La cour rappelle avec fermeté la spécificité du statut de l’agent stagiaire, ce qui la conduit à écarter l’application d’un principe général du droit normalement protecteur (A), consolidant ainsi une jurisprudence constante qui distingue la période de stage de la titularisation (B).

A. Le rejet d’un principe général du droit au bénéfice des agents stagiaires

La requérante invoquait l’obligation pour son employeur de chercher à la reclasser avant de prononcer son licenciement. Cette obligation, reconnue comme un principe général du droit, s’impose à tout employeur public à l’égard d’un fonctionnaire devenu définitivement inapte à ses fonctions. La cour administrative d’appel prend soin de rappeler l’existence de ce principe, en précisant qu’il s’inspire « tant les dispositions du code du travail relatives à la situation des salariés que les règles statutaires applicables aux fonctionnaires ».

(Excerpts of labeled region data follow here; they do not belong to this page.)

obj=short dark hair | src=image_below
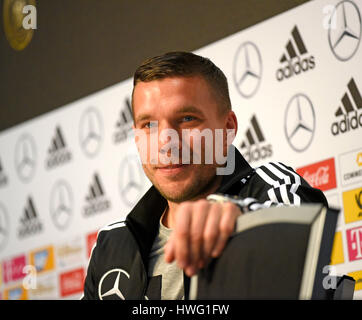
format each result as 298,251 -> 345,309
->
132,51 -> 231,113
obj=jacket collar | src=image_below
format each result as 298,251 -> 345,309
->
126,146 -> 253,269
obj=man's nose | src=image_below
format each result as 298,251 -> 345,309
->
158,126 -> 180,153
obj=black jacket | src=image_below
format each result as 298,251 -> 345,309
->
82,149 -> 328,300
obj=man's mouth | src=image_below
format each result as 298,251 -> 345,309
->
156,164 -> 190,175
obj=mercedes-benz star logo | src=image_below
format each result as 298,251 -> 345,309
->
119,155 -> 145,207
79,108 -> 103,157
0,203 -> 10,251
98,269 -> 130,300
284,93 -> 315,152
50,180 -> 73,230
233,41 -> 262,98
15,134 -> 36,182
328,0 -> 362,61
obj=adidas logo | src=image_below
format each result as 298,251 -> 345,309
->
113,97 -> 133,143
0,159 -> 8,187
276,26 -> 315,81
331,78 -> 362,136
83,173 -> 111,217
45,126 -> 72,169
18,197 -> 43,238
240,115 -> 273,162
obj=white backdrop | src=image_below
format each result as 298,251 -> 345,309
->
0,0 -> 362,299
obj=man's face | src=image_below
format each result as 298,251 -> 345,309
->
133,76 -> 236,202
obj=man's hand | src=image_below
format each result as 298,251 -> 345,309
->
165,199 -> 241,277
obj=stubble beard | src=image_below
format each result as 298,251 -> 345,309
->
144,166 -> 221,203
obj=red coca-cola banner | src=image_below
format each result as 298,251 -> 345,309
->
296,158 -> 337,191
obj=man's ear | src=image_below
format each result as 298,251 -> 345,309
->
225,110 -> 238,142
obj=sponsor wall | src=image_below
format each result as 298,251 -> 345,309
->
0,0 -> 362,299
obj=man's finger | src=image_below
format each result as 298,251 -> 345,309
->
165,233 -> 175,263
188,200 -> 210,276
203,203 -> 221,262
211,203 -> 241,258
173,203 -> 191,269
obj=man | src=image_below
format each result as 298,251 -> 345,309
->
84,52 -> 327,299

Toutefois, elle en refuse catégoriquement l’application à l’espèce. Le juge fonde son raisonnement sur la nature même de la situation de l’agent stagiaire. Celui-ci est dans une « situation d’accès à l’emploi probatoire et provisoire », ce qui le distingue fondamentalement du fonctionnaire titulaire. Cette période de stage est destinée à vérifier l’aptitude de l’agent à exercer les fonctions pour lesquelles il a été recruté. L’inaptitude physique définitive constatée durant cette période fait donc obstacle à la finalité même du stage, qui est d’aboutir à une titularisation dans un emploi déterminé.

B. La consolidation d’une solution classique distinguant stage et titularisation

En adoptant cette position, la cour ne fait pas œuvre d’innovation mais s’inscrit dans le sillage d’une jurisprudence bien établie. La distinction entre le fonctionnaire titulaire, qui détient un grade et a vocation à occuper les emplois correspondants, et l’agent stagiaire, qui n’est qu’en voie d’accéder à ce statut, est cardinale en droit de la fonction publique. Le droit au reclassement est l’une des garanties attachées au statut de fonctionnaire, au même titre que le droit à la carrière ou la protection contre le licenciement, sauf pour faute ou insuffisance professionnelle.

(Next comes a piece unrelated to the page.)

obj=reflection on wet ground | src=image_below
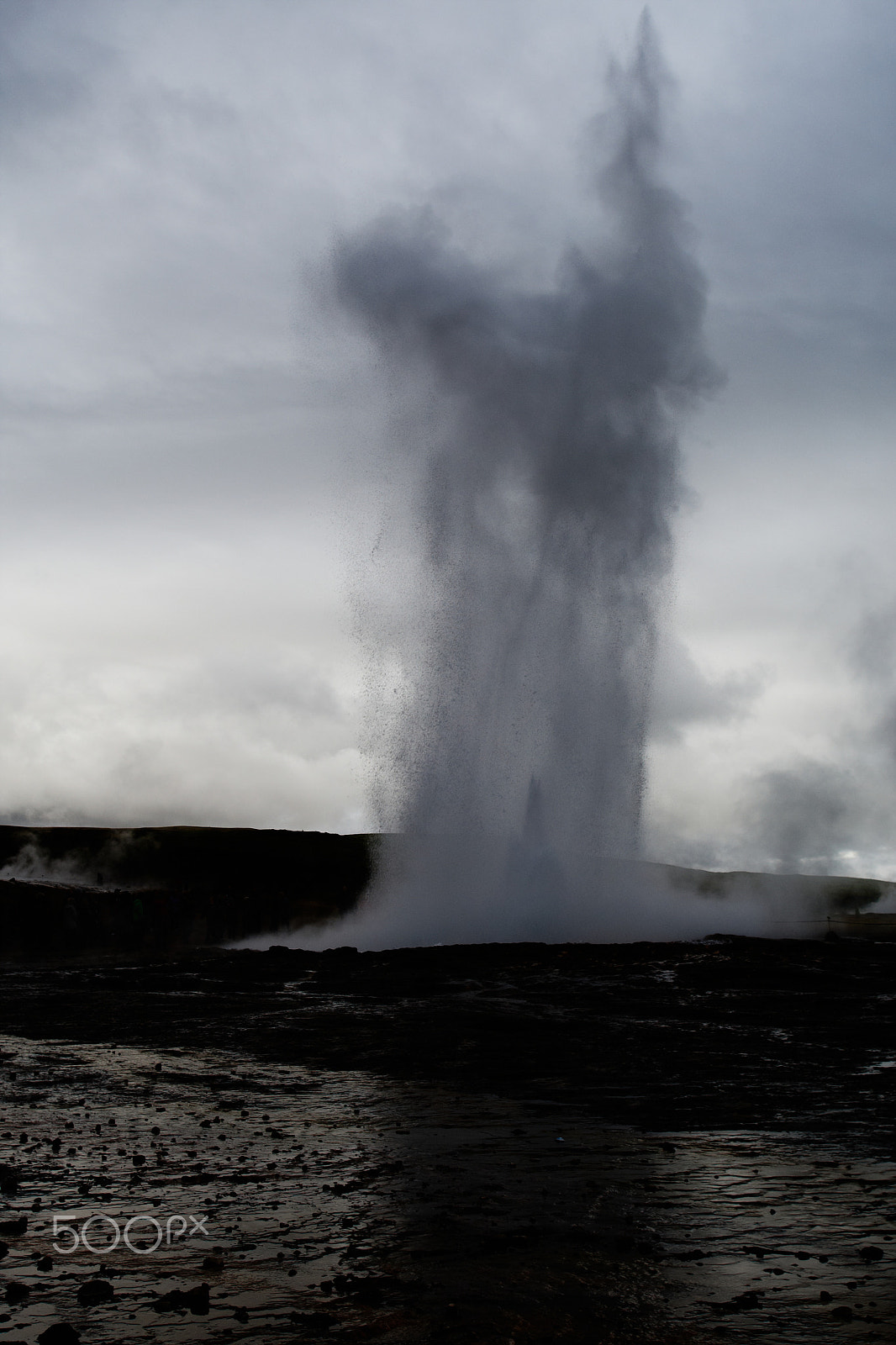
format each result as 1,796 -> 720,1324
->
0,942 -> 896,1345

Étendre cette obligation de reclassement au stagiaire reviendrait à lui conférer un droit quasi-automatique à l’intégration dans la fonction publique, alors même qu’il n’a pas encore prouvé son aptitude à y servir. La solution retenue est donc logique et cohérente avec l’économie générale du statut. Elle préserve la nature probatoire du stage et évite de créer une charge disproportionnée pour l’administration, qui devrait alors trouver un emploi compatible pour un agent qui n’a pas encore été admis de manière définitive à son service.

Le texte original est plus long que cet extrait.